In the embodiment, a non-transitory computer readable storage medium is further provided. When instructions in the storage medium are executed by a processor in a base station, the base station can perform the above described data transmission method. For example, the base station may generate target indication information, and send the target indication information to the terminal, so that the terminal can determine transmission directions of the n transmission units based on the target indication information. The transmission directions include the uplink direction and the downlink direction, and n is a positive integer larger than or equal to <NUM>.

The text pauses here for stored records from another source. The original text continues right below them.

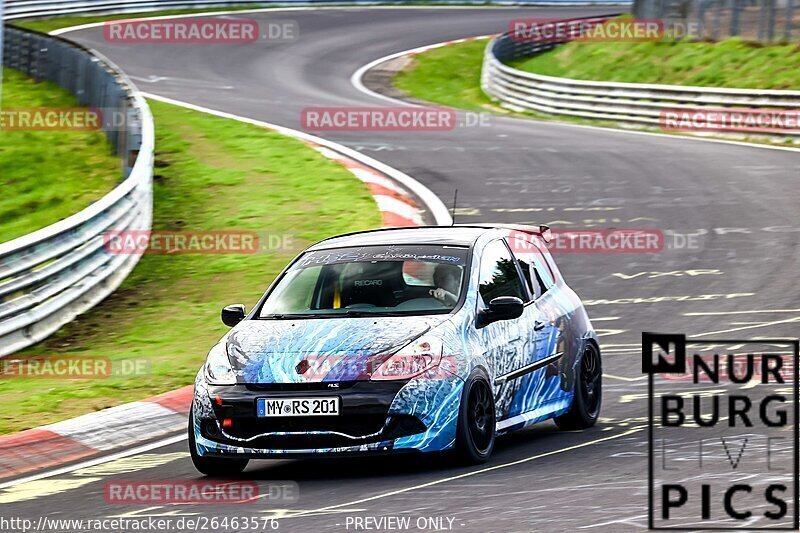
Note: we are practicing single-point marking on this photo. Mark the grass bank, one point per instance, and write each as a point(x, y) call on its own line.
point(212, 174)
point(48, 175)
point(450, 75)
point(729, 63)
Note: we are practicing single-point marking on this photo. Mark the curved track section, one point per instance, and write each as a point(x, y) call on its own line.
point(740, 202)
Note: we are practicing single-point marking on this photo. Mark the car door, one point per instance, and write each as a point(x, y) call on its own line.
point(539, 321)
point(504, 340)
point(537, 381)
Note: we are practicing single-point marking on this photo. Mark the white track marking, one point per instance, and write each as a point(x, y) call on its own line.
point(97, 460)
point(440, 212)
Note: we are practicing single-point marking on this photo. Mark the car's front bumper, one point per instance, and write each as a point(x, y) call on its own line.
point(376, 417)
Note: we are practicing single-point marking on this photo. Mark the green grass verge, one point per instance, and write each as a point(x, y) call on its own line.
point(48, 175)
point(449, 75)
point(729, 63)
point(212, 174)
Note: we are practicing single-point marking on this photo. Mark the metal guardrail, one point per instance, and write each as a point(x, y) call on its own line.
point(18, 9)
point(50, 276)
point(631, 103)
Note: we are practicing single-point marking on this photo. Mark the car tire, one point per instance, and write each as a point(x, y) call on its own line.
point(212, 466)
point(586, 403)
point(476, 421)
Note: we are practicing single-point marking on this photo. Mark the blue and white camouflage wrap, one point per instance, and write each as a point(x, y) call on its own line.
point(268, 352)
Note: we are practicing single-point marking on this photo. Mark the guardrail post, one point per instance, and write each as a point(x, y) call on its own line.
point(53, 274)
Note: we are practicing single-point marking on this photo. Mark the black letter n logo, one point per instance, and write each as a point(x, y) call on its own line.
point(663, 353)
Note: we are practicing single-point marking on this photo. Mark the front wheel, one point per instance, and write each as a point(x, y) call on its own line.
point(212, 466)
point(585, 408)
point(476, 421)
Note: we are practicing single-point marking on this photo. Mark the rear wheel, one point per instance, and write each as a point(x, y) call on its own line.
point(476, 421)
point(212, 466)
point(585, 408)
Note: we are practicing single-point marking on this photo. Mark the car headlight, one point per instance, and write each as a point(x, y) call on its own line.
point(414, 359)
point(218, 368)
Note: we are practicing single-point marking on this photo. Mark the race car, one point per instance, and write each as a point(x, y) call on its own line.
point(425, 339)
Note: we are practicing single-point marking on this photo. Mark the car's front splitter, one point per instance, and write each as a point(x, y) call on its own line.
point(431, 404)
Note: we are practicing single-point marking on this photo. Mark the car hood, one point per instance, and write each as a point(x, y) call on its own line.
point(315, 350)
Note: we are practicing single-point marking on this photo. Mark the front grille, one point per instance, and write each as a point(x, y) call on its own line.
point(394, 427)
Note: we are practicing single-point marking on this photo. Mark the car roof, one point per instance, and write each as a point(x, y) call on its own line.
point(457, 235)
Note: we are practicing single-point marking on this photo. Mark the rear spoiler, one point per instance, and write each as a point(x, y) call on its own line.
point(542, 230)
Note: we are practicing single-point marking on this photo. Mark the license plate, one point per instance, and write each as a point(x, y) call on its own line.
point(327, 406)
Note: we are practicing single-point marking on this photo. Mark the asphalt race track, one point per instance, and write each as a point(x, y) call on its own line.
point(737, 279)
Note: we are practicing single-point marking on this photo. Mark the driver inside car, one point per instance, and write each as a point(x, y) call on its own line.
point(447, 279)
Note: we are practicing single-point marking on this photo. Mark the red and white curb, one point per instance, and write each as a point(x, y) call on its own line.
point(397, 206)
point(134, 423)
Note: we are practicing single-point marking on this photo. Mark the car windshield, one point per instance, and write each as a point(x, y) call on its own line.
point(370, 280)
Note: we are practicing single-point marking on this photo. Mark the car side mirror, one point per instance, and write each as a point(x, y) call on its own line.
point(502, 308)
point(233, 314)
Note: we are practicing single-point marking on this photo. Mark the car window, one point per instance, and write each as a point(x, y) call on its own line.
point(528, 253)
point(370, 280)
point(532, 277)
point(498, 274)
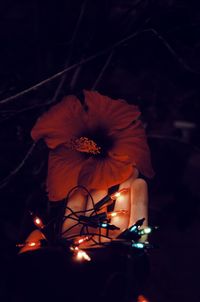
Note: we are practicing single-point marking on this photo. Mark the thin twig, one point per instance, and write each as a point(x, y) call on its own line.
point(105, 66)
point(5, 181)
point(74, 35)
point(98, 54)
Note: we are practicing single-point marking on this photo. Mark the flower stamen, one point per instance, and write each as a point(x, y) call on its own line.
point(84, 144)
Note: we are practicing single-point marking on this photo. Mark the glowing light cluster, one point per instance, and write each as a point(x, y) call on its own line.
point(116, 213)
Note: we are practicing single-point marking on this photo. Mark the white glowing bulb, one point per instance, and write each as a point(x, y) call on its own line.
point(38, 222)
point(113, 214)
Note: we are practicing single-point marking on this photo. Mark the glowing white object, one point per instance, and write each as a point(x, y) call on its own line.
point(81, 255)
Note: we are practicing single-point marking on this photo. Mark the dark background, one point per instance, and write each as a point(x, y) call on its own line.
point(157, 67)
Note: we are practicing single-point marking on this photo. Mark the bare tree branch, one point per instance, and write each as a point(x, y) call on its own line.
point(5, 181)
point(105, 66)
point(100, 53)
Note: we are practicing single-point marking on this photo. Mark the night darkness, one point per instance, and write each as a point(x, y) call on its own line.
point(144, 51)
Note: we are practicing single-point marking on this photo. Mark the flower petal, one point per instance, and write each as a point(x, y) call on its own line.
point(63, 170)
point(104, 173)
point(113, 114)
point(133, 143)
point(60, 123)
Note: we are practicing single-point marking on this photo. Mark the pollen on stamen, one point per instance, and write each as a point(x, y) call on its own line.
point(84, 144)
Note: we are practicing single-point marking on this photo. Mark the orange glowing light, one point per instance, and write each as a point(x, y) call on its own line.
point(31, 243)
point(119, 193)
point(38, 222)
point(116, 213)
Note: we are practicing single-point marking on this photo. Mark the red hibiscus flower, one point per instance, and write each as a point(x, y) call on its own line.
point(97, 147)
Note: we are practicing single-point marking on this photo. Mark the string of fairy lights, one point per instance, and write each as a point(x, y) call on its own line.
point(95, 227)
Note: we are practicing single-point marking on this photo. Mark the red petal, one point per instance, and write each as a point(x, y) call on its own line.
point(63, 170)
point(102, 174)
point(113, 114)
point(60, 123)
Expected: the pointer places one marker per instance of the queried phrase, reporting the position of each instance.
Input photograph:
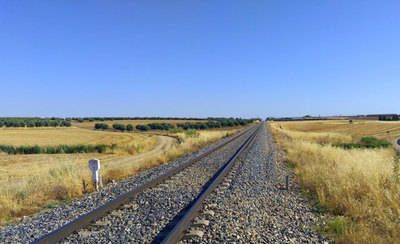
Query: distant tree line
(210, 124)
(389, 117)
(218, 123)
(34, 122)
(91, 119)
(101, 148)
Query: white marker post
(94, 166)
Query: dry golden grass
(389, 130)
(90, 125)
(358, 184)
(30, 182)
(67, 136)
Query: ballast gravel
(253, 205)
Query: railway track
(162, 209)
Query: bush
(366, 142)
(192, 133)
(129, 127)
(101, 126)
(143, 127)
(120, 127)
(54, 149)
(33, 122)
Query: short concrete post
(287, 182)
(94, 166)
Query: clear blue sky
(199, 58)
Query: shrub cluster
(389, 117)
(143, 127)
(161, 126)
(210, 124)
(91, 119)
(101, 148)
(366, 142)
(217, 123)
(155, 126)
(34, 122)
(101, 126)
(120, 127)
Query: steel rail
(86, 219)
(178, 230)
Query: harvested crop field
(90, 125)
(68, 136)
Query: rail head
(177, 232)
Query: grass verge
(358, 186)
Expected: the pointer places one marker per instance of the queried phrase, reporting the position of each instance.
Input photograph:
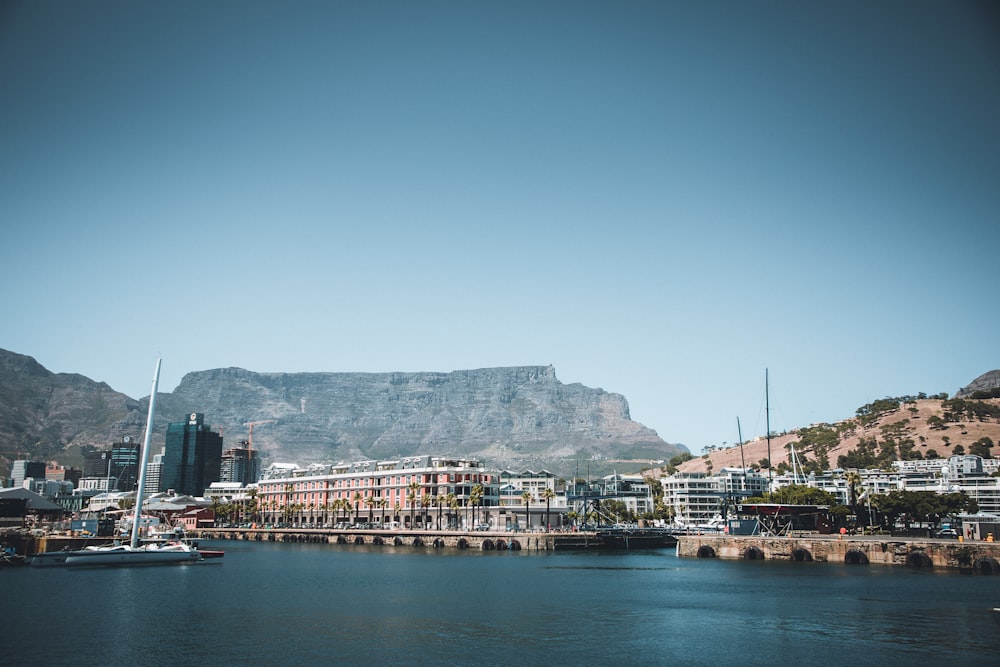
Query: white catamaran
(133, 553)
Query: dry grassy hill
(926, 425)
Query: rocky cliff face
(987, 382)
(42, 412)
(499, 414)
(519, 417)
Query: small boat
(177, 534)
(154, 553)
(9, 558)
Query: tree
(981, 447)
(453, 505)
(476, 498)
(527, 498)
(548, 494)
(357, 504)
(425, 502)
(411, 497)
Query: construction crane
(250, 436)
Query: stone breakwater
(975, 556)
(478, 540)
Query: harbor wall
(481, 541)
(877, 550)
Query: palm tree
(411, 496)
(425, 502)
(436, 502)
(252, 504)
(453, 504)
(476, 498)
(548, 494)
(527, 498)
(357, 504)
(853, 488)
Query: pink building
(431, 492)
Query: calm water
(286, 604)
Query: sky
(665, 200)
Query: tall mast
(145, 457)
(767, 411)
(743, 460)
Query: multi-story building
(412, 492)
(192, 456)
(21, 470)
(547, 494)
(58, 473)
(153, 469)
(240, 465)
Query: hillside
(42, 412)
(520, 417)
(922, 428)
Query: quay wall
(983, 557)
(481, 541)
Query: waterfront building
(21, 470)
(59, 473)
(545, 491)
(694, 497)
(153, 470)
(47, 487)
(240, 465)
(412, 492)
(192, 456)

Other embodiments of the present disclosure will be apparent to those skilled in the art from consideration of the specification and practice of the present disclosure. This application is intended to cover any variations, uses, or adaptations of the present disclosure following the general principles thereof and including common knowledge or commonly used technical measures which are not disclosed herein. The embodiments are examples only, with a true scope of the present disclosure is indicated by the following claims.

Claim 1:
A data transmission method, performed by a terminal (<NUM>), comprising
receiving (<NUM>) target indication information sent by a base station (<NUM>);
determining a transmission unit transmitting the target indication information as a target transmission unit, determining, based on a location of the target transmission unit and a location association rule stored in the terminal, n transmission units that are consecutively located after and adjacent to the target transmission unit, and determining (<NUM>) transmission directions of the n transmission units based on the target indication information, wherein the transmission directions comprise an uplink direction and a downlink direction, and n is a positive integer larger than or equal to <NUM>, the n transmission units are data frames, subframes, time slots, or orthogonal frequency division multiplexing, OFDM, symbols, the location association rule defines a location, relative to the location of the target transmission unit, of a transmission unit associated with the target transmission unit, and the location association rule is sent by the base station in advance to the terminal through a physical layer signaling;
transmitting (<NUM>) data through the n transmission units according to the transmission directions indicated by the target indication information.